A really subtle lexer bug

Started by Andrew Gierthalmost 8 years ago8 messageshackers

andrew@tao11.riddles.org.uk

almost 8 years ago

Currently in PG, the precedence of = and <> is supposed to be equal, and
the precedence of unary - is very high.

So, (true=1 between 1 and 1) parses as ((true)=(1 between 1 and 1)),
and (true=-1 between 1 and 1) parses as ((true)=((-1) between 1 and 1)).
All good so far.

(true<>-1 between 1 and 1) parses as ((true<>(-1)) between 1 and 1). ???
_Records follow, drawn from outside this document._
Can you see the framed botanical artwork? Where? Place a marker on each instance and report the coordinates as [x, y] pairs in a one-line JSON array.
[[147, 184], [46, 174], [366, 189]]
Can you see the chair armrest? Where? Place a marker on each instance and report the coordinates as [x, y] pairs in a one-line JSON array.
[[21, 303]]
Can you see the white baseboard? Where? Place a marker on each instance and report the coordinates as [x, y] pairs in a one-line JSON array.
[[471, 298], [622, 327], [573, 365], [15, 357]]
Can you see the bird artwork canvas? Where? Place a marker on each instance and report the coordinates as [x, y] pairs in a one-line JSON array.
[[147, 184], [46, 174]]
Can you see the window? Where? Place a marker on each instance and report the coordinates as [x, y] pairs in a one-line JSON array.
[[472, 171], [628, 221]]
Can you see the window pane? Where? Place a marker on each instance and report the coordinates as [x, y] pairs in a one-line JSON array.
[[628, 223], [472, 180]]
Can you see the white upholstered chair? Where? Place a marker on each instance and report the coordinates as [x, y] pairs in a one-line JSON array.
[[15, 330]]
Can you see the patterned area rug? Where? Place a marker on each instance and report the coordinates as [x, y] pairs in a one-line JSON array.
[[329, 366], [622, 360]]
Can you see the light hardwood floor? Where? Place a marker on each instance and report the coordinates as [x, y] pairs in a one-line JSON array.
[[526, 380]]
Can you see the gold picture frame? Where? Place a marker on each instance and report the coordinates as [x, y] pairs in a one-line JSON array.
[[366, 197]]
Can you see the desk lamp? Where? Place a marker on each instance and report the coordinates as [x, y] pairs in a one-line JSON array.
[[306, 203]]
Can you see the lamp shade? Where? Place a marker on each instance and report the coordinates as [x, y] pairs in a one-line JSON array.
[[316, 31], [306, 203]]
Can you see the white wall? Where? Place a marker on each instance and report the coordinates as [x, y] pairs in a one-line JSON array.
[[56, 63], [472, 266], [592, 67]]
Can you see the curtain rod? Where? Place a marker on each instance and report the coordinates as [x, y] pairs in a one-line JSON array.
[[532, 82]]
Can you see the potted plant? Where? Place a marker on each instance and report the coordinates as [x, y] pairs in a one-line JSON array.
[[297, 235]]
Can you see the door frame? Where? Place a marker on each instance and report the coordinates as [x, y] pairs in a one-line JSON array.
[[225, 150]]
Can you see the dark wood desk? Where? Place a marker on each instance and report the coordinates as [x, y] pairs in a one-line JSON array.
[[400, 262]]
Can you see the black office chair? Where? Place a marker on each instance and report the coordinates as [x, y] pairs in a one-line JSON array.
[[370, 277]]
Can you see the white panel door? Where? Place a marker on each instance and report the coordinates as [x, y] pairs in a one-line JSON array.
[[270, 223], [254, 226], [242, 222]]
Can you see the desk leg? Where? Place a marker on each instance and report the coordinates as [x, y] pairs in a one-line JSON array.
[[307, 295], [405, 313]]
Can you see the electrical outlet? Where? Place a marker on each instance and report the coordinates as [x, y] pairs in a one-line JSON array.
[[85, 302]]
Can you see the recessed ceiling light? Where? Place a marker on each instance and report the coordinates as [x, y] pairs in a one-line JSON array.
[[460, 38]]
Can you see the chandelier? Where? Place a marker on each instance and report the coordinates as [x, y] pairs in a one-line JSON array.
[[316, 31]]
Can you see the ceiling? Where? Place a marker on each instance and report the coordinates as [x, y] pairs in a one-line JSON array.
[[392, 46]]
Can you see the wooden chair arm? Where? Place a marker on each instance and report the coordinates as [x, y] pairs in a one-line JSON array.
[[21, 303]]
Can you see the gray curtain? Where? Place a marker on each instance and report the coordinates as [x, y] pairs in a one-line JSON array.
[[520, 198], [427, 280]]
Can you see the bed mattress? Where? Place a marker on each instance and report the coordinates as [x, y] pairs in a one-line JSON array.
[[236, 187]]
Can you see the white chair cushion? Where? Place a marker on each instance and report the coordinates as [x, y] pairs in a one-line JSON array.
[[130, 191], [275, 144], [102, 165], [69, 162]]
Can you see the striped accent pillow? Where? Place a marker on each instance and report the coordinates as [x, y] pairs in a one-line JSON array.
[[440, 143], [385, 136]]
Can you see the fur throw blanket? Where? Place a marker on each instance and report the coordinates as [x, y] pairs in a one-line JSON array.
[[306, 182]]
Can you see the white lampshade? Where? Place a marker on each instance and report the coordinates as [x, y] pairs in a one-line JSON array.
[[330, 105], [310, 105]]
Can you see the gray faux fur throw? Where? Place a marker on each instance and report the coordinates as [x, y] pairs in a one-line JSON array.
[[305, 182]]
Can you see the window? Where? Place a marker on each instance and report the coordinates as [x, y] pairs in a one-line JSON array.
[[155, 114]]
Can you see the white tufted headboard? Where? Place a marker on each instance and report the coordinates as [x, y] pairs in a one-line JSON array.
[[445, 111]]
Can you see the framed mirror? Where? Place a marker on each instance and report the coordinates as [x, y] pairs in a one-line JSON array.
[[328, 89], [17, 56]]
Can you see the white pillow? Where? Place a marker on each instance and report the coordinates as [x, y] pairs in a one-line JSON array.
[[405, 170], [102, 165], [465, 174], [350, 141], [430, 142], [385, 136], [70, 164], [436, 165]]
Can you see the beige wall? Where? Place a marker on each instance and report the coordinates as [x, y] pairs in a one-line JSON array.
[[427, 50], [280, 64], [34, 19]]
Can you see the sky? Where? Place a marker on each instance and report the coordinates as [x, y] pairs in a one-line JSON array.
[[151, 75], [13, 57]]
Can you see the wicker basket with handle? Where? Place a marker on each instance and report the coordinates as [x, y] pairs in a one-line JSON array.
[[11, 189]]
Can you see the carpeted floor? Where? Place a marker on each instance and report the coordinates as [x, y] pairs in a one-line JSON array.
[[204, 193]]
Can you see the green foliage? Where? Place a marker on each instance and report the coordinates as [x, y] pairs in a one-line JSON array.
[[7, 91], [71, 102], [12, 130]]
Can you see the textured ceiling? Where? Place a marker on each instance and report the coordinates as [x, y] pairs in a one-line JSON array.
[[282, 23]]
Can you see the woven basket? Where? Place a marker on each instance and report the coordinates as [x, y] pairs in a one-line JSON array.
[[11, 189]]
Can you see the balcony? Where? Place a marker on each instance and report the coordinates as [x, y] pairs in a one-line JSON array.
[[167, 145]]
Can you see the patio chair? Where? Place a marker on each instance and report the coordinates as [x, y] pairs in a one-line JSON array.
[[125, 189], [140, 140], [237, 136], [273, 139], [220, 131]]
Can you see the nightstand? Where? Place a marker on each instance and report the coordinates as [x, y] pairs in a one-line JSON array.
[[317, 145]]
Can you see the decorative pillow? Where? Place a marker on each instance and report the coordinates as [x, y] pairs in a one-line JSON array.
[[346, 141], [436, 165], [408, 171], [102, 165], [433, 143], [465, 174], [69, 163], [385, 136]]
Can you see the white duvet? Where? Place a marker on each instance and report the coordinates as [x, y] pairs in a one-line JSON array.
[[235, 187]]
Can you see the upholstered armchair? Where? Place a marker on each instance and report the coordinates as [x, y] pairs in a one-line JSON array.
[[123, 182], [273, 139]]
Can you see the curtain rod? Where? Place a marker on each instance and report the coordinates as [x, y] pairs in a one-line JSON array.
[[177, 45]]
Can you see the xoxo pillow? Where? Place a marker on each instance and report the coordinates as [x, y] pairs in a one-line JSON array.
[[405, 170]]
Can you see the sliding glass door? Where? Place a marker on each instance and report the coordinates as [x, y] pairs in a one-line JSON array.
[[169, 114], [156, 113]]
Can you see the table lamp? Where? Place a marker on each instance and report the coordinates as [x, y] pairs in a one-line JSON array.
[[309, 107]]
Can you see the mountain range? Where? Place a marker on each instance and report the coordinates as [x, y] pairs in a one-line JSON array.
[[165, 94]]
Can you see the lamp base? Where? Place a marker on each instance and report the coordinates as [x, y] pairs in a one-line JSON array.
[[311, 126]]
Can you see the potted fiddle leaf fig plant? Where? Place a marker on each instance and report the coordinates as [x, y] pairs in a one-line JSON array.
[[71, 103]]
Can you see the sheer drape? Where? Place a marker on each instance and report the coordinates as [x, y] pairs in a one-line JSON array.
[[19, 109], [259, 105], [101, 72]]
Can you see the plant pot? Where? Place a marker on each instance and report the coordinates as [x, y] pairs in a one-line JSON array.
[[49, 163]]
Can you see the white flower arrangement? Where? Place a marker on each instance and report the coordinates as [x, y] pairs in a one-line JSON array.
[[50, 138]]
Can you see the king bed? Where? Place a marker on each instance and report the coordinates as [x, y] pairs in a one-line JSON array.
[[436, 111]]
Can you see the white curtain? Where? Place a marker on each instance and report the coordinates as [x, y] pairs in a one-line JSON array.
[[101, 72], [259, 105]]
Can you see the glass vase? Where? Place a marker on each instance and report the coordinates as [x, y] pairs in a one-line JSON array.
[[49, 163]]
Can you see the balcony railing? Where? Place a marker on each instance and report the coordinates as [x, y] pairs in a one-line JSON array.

The fault here is in the lexer. The input "<>-" is being lexed as an Op
followed by '-' rather than as NOT_EQUAL followed by '-' because it
looks like a match for a multi-character operator, with the - being
thrown back into the input afterwards. So the precedence of <> gets
inflated to that of Op, which is higher than BETWEEN.

More seriously, this also breaks named arguments:

create function f(a integer) returns integer language sql
as $$ select a; $$;

select f(a => 1); -- works
select f(a => -1); -- works
select f(a =>-1); -- ERROR: column "a" does not exist

I guess the fix is to extend the existing special case code that checks
for one character left after removing trailing [+-] and also check for
the two-character ops "<>" ">=" "<=" "=>" "!=".

--
Andrew (irc:RhodiumToad)

Andrew Gierth

andrew@tao11.riddles.org.uk

almost 8 years ago

In reply to: Andrew Gierth (#1)

Re: A really subtle lexer bug

"Andrew" == Andrew Gierth <andrew@tao11.riddles.org.uk> writes:

Andrew> select f(a =>-1); -- ERROR: column "a" does not exist

Andrew> I guess the fix is to extend the existing special case code
Andrew> that checks for one character left after removing trailing [+-]
Andrew> and also check for the two-character ops "<>" ">=" "<=" "=>"
Andrew> "!=".

Patch attached.

This fixes two bugs: first the mis-lexing of two-char ops as mentioned
originally; second, the O(N^3) lexing time of strings of - or +
characters is reduced to O(N^2) (in practice it's better than O(N^2)
once N gets large because the bison stack gets blown out, ending the
loop early).

--
Andrew (irc:RhodiumToad)

Andrew Gierth

andrew@tao11.riddles.org.uk

almost 8 years ago

In reply to: Andrew Gierth (#2)

Re: A really subtle lexer bug

"Andrew" == Andrew Gierth <andrew@tao11.riddles.org.uk> writes:

Andrew> Patch attached.

Andrew> This fixes two bugs:

I'm going to split this into two patches, since the O(N^3) fix can be
backpatched further than the operator token fix; the latter bug was
introduced in 9.5 when operator precedences were corrected, while the
former has been there forever.

(But don't wait for me to post those before commenting on either issue)

--
Andrew (irc:RhodiumToad)

Tom Lane

tgl@sss.pgh.pa.us

almost 8 years ago

In reply to: Andrew Gierth (#2)

Re: A really subtle lexer bug

Andrew Gierth <andrew@tao11.riddles.org.uk> writes:

"Andrew" == Andrew Gierth <andrew@tao11.riddles.org.uk> writes:
Andrew> I guess the fix is to extend the existing special case code
Andrew> that checks for one character left after removing trailing [+-]
Andrew> and also check for the two-character ops "<>" ">=" "<=" "=>"
Andrew> "!=".

Patch attached.
This fixes two bugs: first the mis-lexing of two-char ops as mentioned
originally; second, the O(N^3) lexing time of strings of - or +
characters is reduced to O(N^2) (in practice it's better than O(N^2)
once N gets large because the bison stack gets blown out, ending the
loop early).

Looks reasonable offhand (didn't test). A couple of thoughts:

* Some regression tests exercising these code paths might be a good thing.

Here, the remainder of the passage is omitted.